Kaiser’s sieht das anders, vergeblich. „Frau Emme hat gelogen“, sagt Anwältin Karin Schindler-Abbes. „Sie hat nicht nur einmal und ein bisschen gelogen. Sie hat ihren Arbeitgeber angelogen, sie hat die Gewerkschaft angelogen, den Betriebsrat, das Gericht und die Öffentlichkeit“. Neun verschiedene Erklärungen habe sie abgegeben, wie ihr die Pfandbons ins Portmonee gerutscht seien, keine sei wahr gewesen. „Vertrauen in Ehrlichkeit ist die Grundvoraussetzung für den Beruf als Kassiererin“.

Die Bundesrichter rücken Emmelys vielfältige Einlassungen in ein milderes Licht, sie seien ungeschickt und widersprüchlich, ließen aber keine Rückschlüsse zu, ob die Kassiererin unzuverlässig sei. „Es ist nicht unzumutbar, die Klägerin weiterzubeschäftigen“, folgert Richter Kreft.

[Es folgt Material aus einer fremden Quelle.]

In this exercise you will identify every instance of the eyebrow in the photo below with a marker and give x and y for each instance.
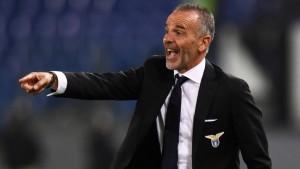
(177, 26)
(180, 27)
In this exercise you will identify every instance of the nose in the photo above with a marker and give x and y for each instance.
(167, 38)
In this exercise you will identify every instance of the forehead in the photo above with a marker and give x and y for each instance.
(183, 18)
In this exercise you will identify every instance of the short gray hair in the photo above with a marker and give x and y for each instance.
(207, 20)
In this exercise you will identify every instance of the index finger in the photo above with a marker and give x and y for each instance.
(27, 77)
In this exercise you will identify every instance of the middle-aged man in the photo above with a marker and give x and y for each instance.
(189, 114)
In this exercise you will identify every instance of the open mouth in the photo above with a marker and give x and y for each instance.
(171, 53)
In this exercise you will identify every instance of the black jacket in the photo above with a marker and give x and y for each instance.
(221, 96)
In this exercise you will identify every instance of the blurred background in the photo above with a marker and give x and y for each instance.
(256, 40)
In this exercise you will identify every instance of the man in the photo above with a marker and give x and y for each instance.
(217, 116)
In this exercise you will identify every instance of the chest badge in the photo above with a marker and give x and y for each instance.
(215, 139)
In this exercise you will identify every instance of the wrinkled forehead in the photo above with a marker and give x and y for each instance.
(186, 18)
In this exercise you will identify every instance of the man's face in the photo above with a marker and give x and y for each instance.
(182, 41)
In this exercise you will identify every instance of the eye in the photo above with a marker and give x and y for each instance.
(178, 32)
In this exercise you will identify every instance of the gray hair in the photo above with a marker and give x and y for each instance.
(206, 18)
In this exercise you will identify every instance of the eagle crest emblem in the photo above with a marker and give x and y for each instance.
(215, 139)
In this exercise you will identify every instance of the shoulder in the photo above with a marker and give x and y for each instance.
(233, 83)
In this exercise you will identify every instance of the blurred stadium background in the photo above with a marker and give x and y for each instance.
(256, 40)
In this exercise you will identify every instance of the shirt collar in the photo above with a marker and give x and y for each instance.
(195, 74)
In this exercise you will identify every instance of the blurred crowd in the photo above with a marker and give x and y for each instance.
(110, 35)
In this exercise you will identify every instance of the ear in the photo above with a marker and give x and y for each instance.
(204, 42)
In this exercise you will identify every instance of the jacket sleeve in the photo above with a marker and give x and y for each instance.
(249, 130)
(123, 85)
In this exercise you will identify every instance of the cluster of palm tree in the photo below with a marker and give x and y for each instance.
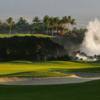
(49, 25)
(58, 25)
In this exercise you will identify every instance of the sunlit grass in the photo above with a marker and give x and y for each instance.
(16, 67)
(23, 35)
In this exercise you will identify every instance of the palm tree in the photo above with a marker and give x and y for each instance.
(46, 21)
(10, 24)
(36, 24)
(71, 21)
(22, 25)
(56, 23)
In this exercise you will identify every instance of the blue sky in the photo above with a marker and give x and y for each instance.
(82, 10)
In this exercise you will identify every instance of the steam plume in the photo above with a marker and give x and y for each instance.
(91, 43)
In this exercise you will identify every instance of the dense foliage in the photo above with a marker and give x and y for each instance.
(29, 48)
(49, 25)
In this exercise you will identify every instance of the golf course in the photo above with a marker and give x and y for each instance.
(76, 91)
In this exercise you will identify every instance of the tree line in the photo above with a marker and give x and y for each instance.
(48, 24)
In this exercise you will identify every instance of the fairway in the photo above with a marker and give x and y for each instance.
(20, 67)
(84, 91)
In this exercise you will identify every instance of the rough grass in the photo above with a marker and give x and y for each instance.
(23, 35)
(83, 91)
(51, 68)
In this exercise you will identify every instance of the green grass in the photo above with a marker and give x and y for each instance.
(45, 69)
(83, 91)
(23, 35)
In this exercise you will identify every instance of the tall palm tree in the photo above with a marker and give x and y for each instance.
(46, 21)
(10, 24)
(56, 24)
(36, 24)
(73, 22)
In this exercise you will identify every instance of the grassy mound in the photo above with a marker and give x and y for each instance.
(84, 91)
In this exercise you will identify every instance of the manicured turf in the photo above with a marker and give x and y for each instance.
(50, 67)
(84, 91)
(23, 35)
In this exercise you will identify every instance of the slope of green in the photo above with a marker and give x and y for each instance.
(23, 35)
(84, 91)
(50, 67)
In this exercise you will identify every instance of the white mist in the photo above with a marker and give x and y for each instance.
(91, 42)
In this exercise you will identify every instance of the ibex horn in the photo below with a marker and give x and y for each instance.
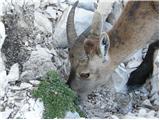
(71, 32)
(96, 24)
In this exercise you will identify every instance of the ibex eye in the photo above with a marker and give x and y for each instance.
(104, 41)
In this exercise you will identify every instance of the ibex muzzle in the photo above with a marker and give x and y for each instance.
(88, 53)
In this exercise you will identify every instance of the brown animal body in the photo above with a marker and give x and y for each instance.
(134, 28)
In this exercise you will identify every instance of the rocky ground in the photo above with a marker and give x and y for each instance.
(33, 41)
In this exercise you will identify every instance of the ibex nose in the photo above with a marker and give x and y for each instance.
(84, 75)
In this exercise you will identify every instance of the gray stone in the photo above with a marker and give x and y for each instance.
(38, 64)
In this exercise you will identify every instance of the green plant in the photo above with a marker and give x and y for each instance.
(56, 96)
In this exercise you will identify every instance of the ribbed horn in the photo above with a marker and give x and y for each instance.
(84, 34)
(96, 24)
(71, 32)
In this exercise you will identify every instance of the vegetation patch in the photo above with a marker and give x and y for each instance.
(57, 97)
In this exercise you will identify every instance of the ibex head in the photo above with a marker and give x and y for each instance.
(88, 53)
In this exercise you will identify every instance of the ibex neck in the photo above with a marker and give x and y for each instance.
(133, 30)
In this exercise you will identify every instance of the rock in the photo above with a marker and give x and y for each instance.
(115, 13)
(13, 73)
(133, 64)
(120, 77)
(72, 115)
(5, 114)
(106, 27)
(146, 102)
(2, 33)
(51, 12)
(25, 86)
(83, 19)
(85, 4)
(38, 64)
(3, 83)
(42, 22)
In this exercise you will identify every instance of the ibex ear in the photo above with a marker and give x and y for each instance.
(91, 47)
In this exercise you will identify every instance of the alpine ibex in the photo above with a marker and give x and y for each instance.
(95, 54)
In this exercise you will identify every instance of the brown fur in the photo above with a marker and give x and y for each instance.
(134, 28)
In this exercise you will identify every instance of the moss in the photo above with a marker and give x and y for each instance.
(56, 96)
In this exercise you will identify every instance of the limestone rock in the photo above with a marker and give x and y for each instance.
(83, 19)
(38, 64)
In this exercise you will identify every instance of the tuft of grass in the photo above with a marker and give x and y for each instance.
(57, 97)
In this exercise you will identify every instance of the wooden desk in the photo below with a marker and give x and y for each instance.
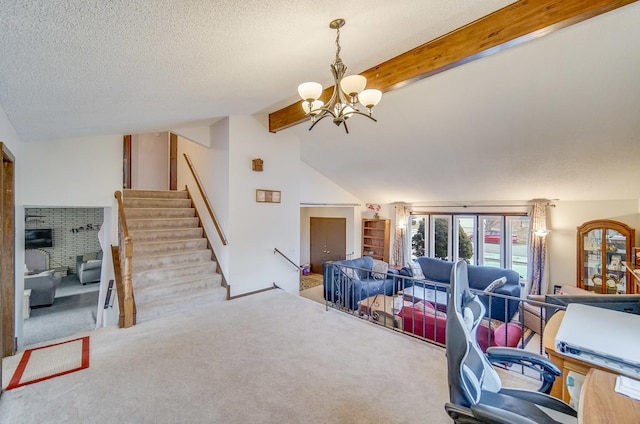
(564, 362)
(600, 404)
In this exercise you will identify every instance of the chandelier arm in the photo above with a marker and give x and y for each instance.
(357, 112)
(324, 115)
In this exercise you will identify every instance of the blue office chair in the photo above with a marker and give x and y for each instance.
(475, 392)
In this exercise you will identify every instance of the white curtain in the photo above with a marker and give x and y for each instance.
(400, 241)
(537, 265)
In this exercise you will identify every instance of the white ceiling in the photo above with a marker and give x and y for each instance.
(556, 117)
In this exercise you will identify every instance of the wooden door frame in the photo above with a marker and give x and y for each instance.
(7, 262)
(126, 161)
(173, 161)
(325, 218)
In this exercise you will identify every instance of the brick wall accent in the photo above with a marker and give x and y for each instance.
(75, 232)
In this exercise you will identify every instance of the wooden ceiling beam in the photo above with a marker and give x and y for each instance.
(509, 26)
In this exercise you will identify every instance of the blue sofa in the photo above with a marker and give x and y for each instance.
(345, 291)
(439, 271)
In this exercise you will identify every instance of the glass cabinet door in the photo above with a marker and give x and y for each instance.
(603, 248)
(592, 272)
(615, 279)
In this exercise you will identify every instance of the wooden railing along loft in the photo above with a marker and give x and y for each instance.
(205, 198)
(125, 262)
(276, 250)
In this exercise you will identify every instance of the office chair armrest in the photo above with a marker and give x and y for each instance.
(491, 414)
(543, 366)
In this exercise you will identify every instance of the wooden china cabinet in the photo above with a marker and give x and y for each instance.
(603, 248)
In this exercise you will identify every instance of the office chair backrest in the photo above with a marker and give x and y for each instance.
(469, 370)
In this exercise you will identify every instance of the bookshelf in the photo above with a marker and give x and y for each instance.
(375, 238)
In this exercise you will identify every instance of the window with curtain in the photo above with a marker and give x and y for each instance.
(498, 240)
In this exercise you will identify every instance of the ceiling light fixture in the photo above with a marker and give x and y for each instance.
(347, 92)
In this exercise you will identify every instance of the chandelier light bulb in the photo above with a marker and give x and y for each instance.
(353, 85)
(369, 98)
(347, 111)
(347, 91)
(310, 91)
(316, 105)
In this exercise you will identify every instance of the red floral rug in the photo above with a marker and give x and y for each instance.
(43, 363)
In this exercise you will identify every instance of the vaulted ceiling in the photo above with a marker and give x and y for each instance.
(554, 117)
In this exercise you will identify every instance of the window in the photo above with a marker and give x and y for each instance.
(480, 239)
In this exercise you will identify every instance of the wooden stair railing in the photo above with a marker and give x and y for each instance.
(117, 271)
(276, 250)
(205, 198)
(125, 264)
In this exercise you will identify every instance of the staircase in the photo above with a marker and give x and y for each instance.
(172, 268)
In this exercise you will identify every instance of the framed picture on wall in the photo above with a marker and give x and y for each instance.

Die Äußerungen der Frau hätten beim Arbeitgeber berechtigterweise Irritationen ausgelöst – „aber muss man deshalb kündigen?“. Das Bundesgericht habe das Geschehen „diametral entgegengesetzt“ bewertet und angesichts der klaren Faktenlage „durchentschieden“, ohne den Fall an die Berliner Justiz zurückzuverweisen.

Nach dem Urteil fällt es Babara Emme schwer, gefasst zu bleiben. Sie ist endgültig zur Symbolfigur im ewigen Streit zwischen Arbeitgeber und Arbeitnehmer avanciert und wird es sich aussuchen dürfen, ob sie zu Kaiser’s zurückkehrt oder sich großzügig abfinden lässt. Gerichts- und Anwaltskosten muss ohnehin ihr Gegner tragen. Ausgelassen feiern die mitgereisten Unterstützer ihre Heldin. „Wenn man etwas wirklich fest will, schafft man es auch“, freut sie sich und strahlt in die Kameras. „Ein tolles Urteil“, schwärmt ihr Anwalt Benedikt Hopmann. „Man kann jetzt nur hoffen, dass die Interessen der Arbeitnehmer künftig vor Gericht größeres Gewicht bekommen“.